TJA: Abdullah Öcalan’a özgürlük için mücadele her alanda büyütülmeli

Tevgera Jinên Azad (Özgür Kadın Hareketi - TJA), Kürt Halk Önderi Abdullah Öcalan’a yönelik Uluslararası 15 Şubat Komplosu’nun yıldönümü dolayısıyla yaptığı açıklamada Abdullah Öcalan’ın özgürlüğü için mücadelenin her alanda büyütülmesi çağrısında bulundu

Yazılı bir açıklama yapan TJA, özellikle Kürt Halk Önderi Abdullah Öcalan’ın Kürt kadınlarının özgürleşme mücadelesindeki büyük katkısına vurgu yaptı.

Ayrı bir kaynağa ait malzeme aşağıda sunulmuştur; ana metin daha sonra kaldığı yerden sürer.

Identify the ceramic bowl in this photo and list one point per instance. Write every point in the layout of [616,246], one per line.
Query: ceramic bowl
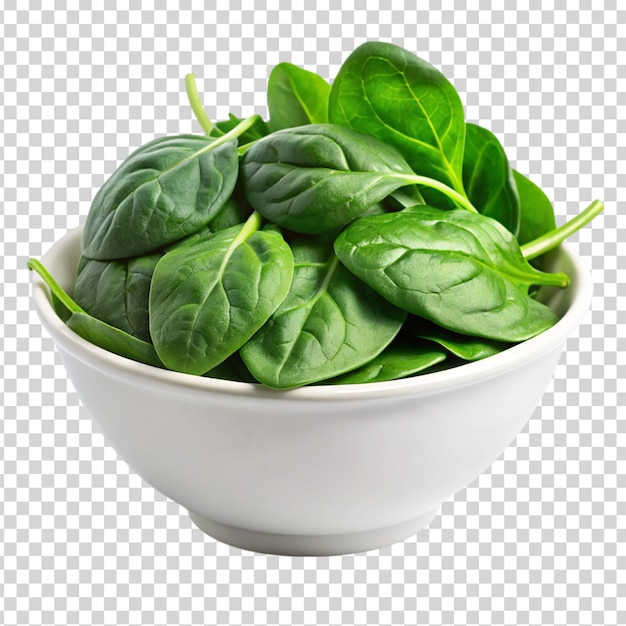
[317,470]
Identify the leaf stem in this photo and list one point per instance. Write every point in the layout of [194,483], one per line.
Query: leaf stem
[458,198]
[196,105]
[55,288]
[233,133]
[552,239]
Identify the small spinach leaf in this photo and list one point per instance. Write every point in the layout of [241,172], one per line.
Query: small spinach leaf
[116,292]
[208,298]
[296,97]
[113,339]
[329,323]
[462,346]
[233,368]
[488,178]
[398,360]
[537,212]
[315,178]
[460,270]
[167,189]
[94,330]
[393,95]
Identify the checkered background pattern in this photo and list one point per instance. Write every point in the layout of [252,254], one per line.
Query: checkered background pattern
[538,539]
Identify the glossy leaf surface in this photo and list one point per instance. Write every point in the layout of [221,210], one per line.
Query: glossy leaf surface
[393,95]
[488,178]
[295,97]
[207,299]
[116,292]
[537,212]
[167,189]
[399,360]
[329,323]
[319,177]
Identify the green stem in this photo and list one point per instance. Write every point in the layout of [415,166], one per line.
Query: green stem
[196,105]
[552,239]
[458,198]
[55,288]
[233,133]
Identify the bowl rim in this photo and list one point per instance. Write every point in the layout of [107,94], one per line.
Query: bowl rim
[455,377]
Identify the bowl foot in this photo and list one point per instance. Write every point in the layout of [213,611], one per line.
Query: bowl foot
[312,545]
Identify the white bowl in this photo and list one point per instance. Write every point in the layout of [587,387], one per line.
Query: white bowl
[317,470]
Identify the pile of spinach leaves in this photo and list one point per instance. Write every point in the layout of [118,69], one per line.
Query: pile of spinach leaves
[364,232]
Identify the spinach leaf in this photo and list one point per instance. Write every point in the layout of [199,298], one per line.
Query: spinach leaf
[116,292]
[329,323]
[208,298]
[488,178]
[233,368]
[256,131]
[168,188]
[235,211]
[462,271]
[319,177]
[462,346]
[398,360]
[391,94]
[94,330]
[537,212]
[553,238]
[113,339]
[296,97]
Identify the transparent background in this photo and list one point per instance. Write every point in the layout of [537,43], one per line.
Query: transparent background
[538,539]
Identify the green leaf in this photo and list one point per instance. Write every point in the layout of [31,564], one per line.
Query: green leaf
[391,94]
[233,368]
[399,360]
[113,339]
[94,330]
[536,210]
[207,299]
[329,323]
[116,292]
[317,178]
[296,97]
[488,178]
[460,270]
[462,346]
[167,189]
[258,130]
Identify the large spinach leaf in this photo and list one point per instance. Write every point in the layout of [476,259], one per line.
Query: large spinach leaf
[168,188]
[296,97]
[208,298]
[391,94]
[319,177]
[488,178]
[463,271]
[116,292]
[329,323]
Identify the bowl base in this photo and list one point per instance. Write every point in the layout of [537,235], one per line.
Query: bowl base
[312,545]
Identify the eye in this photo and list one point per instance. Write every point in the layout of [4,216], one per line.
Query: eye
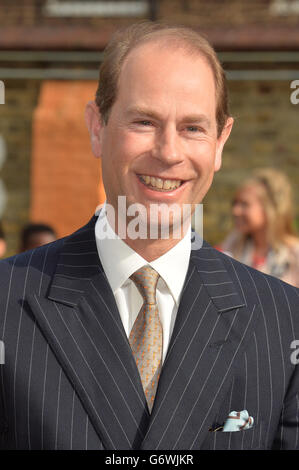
[144,123]
[194,129]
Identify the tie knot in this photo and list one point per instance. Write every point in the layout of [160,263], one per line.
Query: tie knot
[146,280]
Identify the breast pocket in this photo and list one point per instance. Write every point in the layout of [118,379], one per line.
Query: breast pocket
[250,439]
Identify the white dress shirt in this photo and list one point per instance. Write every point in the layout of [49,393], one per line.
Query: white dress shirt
[119,262]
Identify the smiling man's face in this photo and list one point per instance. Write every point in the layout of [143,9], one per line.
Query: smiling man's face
[160,143]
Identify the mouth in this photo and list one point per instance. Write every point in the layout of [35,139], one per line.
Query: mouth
[161,184]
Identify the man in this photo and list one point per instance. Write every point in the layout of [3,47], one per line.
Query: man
[120,342]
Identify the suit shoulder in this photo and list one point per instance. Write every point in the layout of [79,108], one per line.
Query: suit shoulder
[38,259]
[265,289]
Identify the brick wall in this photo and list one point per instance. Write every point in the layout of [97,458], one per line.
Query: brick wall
[265,133]
[199,12]
[65,176]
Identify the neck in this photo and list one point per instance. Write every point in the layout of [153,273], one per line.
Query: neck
[151,249]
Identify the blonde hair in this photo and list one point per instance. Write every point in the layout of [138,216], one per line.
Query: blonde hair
[125,40]
[275,194]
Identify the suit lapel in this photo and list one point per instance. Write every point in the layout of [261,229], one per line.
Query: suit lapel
[82,324]
[212,327]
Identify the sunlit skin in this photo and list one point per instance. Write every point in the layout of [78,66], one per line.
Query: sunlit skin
[162,124]
[250,218]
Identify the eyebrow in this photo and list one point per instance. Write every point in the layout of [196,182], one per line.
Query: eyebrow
[192,118]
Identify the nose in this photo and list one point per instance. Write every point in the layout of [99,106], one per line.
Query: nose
[167,146]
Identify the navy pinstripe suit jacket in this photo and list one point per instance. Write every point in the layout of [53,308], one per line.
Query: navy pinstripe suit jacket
[70,380]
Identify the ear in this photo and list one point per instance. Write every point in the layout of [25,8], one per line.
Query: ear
[94,125]
[221,141]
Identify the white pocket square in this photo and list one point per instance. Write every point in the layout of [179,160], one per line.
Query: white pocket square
[238,421]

Abdullah Öcalan “toplumsal krizlerin merkezinde devletin ve erkek iktidar sisteminin olduğu” yönündeki tespitini de hatırlatan TJA,  “Bunu bir kez daha depremle birlikte gördük. Devletin bütün mekanizmasının toplumun ihtiyaçlarına cevap olmak yerine, faşist AKP-MHP iktidarını korumak için harekete geçtiğine şahit olduk. Deprem bir doğal afet olsa da bu düzeyde yıkım doğal değil. İktidarın rant uğruna ekolojik dengeyi bozmasının, çarpık kentleşmenin, denetimsiz binaların, insanların sağlıklı barınma ihtiyacının karşılanmamasının bir sonucu” diye ekledi.

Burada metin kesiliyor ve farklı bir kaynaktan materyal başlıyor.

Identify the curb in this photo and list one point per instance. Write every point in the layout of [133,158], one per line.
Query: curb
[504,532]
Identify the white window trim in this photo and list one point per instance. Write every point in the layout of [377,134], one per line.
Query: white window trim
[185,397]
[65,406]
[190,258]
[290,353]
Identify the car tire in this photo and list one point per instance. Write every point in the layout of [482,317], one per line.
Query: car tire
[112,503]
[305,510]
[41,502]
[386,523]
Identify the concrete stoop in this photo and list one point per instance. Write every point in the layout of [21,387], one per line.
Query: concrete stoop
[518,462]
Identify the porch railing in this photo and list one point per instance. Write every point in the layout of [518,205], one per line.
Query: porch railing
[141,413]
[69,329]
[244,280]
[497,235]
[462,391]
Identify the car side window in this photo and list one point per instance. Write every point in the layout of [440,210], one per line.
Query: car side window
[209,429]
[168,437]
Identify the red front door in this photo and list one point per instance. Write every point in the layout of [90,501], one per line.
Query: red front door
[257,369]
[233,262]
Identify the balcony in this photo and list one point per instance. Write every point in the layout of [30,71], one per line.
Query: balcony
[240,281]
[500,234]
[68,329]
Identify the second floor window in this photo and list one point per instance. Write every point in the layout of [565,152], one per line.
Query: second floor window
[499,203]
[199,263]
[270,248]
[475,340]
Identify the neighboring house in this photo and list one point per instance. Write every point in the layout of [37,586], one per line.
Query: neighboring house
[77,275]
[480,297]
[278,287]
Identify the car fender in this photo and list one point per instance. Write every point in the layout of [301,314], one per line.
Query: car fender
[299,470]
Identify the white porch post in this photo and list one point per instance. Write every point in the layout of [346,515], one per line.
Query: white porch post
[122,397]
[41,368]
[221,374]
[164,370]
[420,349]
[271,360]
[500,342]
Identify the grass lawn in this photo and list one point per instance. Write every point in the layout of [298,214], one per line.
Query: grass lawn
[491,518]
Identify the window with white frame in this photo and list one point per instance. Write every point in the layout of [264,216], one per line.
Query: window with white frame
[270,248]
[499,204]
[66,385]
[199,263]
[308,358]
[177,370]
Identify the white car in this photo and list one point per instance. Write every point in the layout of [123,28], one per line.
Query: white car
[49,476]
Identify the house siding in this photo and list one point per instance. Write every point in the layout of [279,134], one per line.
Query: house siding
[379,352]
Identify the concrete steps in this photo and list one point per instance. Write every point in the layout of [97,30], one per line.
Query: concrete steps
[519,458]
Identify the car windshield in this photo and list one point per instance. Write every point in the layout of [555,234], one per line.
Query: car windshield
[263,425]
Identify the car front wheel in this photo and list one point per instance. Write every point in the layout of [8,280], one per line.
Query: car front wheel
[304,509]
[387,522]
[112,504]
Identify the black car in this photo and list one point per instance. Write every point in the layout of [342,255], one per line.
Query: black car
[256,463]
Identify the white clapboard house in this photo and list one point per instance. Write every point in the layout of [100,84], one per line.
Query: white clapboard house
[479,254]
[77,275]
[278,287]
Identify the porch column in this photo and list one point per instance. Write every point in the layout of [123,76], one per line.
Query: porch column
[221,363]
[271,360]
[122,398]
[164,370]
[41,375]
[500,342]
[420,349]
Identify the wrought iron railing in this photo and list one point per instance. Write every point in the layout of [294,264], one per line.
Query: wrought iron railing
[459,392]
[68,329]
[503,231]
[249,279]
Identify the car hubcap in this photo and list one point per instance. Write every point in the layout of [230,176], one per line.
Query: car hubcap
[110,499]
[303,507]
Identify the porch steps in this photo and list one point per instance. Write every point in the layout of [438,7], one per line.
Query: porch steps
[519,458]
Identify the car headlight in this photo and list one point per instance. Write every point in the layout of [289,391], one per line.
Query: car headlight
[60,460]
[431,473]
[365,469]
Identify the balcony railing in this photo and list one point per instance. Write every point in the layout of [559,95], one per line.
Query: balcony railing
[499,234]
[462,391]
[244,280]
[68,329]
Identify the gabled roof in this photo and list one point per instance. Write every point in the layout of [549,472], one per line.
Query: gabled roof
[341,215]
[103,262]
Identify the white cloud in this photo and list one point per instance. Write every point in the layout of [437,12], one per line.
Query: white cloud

DEVLET TÜM KURUMLARI İLE ENKAZ ALTINDA KALDI

Açıklamada devamla şunlar ifade edildi: “Deprem sonrası enkaz ve devletin bütün kurumlarıyla enkazın altında kalmasının sebebi de on yıllardır sürdürülen savaş gerçekliği. Devletin ve toplumun bütün kaynakları, savaşta kullanılan uçaklara, bombardımanlara, silahlara, mermilere, dışarda beslenen çeteci militarist güçlere harcanmıştır. Savaş gerekçesiyle kontrol edilmesi engellenen büyük miktarlarda paralar da sermaye ve iktidar sahiplerince pay edilmiştir. Örtülü ödenek ve saray bütçesi de eklendiğinde halkın bütün vergilerinin nereye harcandığı ortaya çıkıyor.

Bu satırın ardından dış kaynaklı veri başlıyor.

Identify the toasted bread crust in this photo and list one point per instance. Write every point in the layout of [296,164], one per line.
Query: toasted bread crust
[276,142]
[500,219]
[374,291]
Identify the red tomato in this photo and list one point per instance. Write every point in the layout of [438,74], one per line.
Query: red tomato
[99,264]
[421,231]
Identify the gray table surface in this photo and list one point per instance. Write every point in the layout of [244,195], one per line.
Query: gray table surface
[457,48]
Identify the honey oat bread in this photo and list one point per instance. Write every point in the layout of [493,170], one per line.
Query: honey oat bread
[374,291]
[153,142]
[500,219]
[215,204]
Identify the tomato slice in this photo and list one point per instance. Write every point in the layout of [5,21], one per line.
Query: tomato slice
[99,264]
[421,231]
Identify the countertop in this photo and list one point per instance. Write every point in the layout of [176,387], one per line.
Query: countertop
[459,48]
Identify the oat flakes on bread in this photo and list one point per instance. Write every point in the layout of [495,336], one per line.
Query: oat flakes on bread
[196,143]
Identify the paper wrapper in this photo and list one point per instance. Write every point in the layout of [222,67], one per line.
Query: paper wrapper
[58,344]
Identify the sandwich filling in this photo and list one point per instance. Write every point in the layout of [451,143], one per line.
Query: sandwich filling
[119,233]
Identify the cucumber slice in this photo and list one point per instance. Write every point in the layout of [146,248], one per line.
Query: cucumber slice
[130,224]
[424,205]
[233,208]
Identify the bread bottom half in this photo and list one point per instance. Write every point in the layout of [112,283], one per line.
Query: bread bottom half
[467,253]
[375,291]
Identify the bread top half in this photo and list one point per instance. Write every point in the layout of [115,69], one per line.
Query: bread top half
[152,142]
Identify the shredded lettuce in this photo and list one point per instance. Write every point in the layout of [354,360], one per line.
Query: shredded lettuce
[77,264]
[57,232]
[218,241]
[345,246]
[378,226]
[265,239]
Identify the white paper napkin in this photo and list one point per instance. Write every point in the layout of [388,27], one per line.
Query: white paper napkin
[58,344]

Hem ekonomik hem de insan canı olarak savaşa harcanan bedel ortadayken, ‘İzin verin savaşı bir haftada sonlandırayım’ diyen Kürt Halk Önderi Abdullah Öcalan’ın ağır tecrit altında tutulması devleti enkaz altında bıraktı. İmralı özelinde tüm topluma yayılan tecrit ile toplum nefessiz bırakılmak isteniyor.

ÖZEL TECRİT REJİMİ

Kürt Halk Önderi Abdullah Öcalan, 24 yıldır ağır tecrit işkencesi altında tutuluyor. İmralı’da hukuk değil, özel bir tecrit rejimi yürürlükte. Komploda rolü olan uluslararası güçler tecridin derinleştirilmesinde de rol sahibidir. Türkiye’ye her konuda destek veren NATO’nun da onayı ile tecridin derinleştirildiği, Avrupa İşkencenin Önlenmesi Komitesi (CPT) örneğinde de ortaya çıkmıştır. İmralı’da uluslararası hukuk uygulanmadığı gibi, insanlık suçunun ortağı olmuştur. Uluslararası destekten aldığı güçle AKP-MHP iktidarında tecrit bir rejime dönüşmüş, toplum her yönüyle baskı altına alınmaya çalışılmaktadır.

Kürt Halk Önderi Abdullah Öcalan’ın işkence sistemi karşısındaki en büyük direnişi demokratik, ekolojik, kadın özgürlükçü paradigmasıyla insanlık için başka bir dünyanın mümkün olabileceği umudu ve inancını yeşertmesi olmuştur. Toplumla güçlü bağ kuran Abdullah Öcalan’ın toplumdan soyutlanmasındaki amaç, varlığı ve düşünceleriyle toplumu etkilemesinin önüne geçmektir. Ancak buna rağmen, Abdullah Öcalan’ın toplumsal felsefesi, özellikle temas ettiği Kürt toplumu başta olmak üzere karşılığını buluyor. Depremdeki dayanışmada, devleti beklemeden toplumun kendini organize ederek deprem yaralarını sarmasında, Rojava’daki kadın devriminde, Rojhılat’tan dünyaya yayılan ‘Jin, jiyan, azadî’ sloganında kendini gösteriyor.

ÖZGÜRLÜĞÜ SAĞLANMALI

İnsanlık dışı ağırlaştırılmış tecridin bir an önce son bulması, Sayın Öcalan’ın en kısa sürede avukatları ile görüştürülmesi talebini yineliyoruz. 25’inci yılına giren uluslararası komployu bir kez daha kınıyoruz. Toplumsal sorunların çözümü için Abdullah Öcalan’ın değil tecrit altında tutulması, özgürlüğü sağlanmalı. Bunun için de her alanda mücadele büyütülmelidir.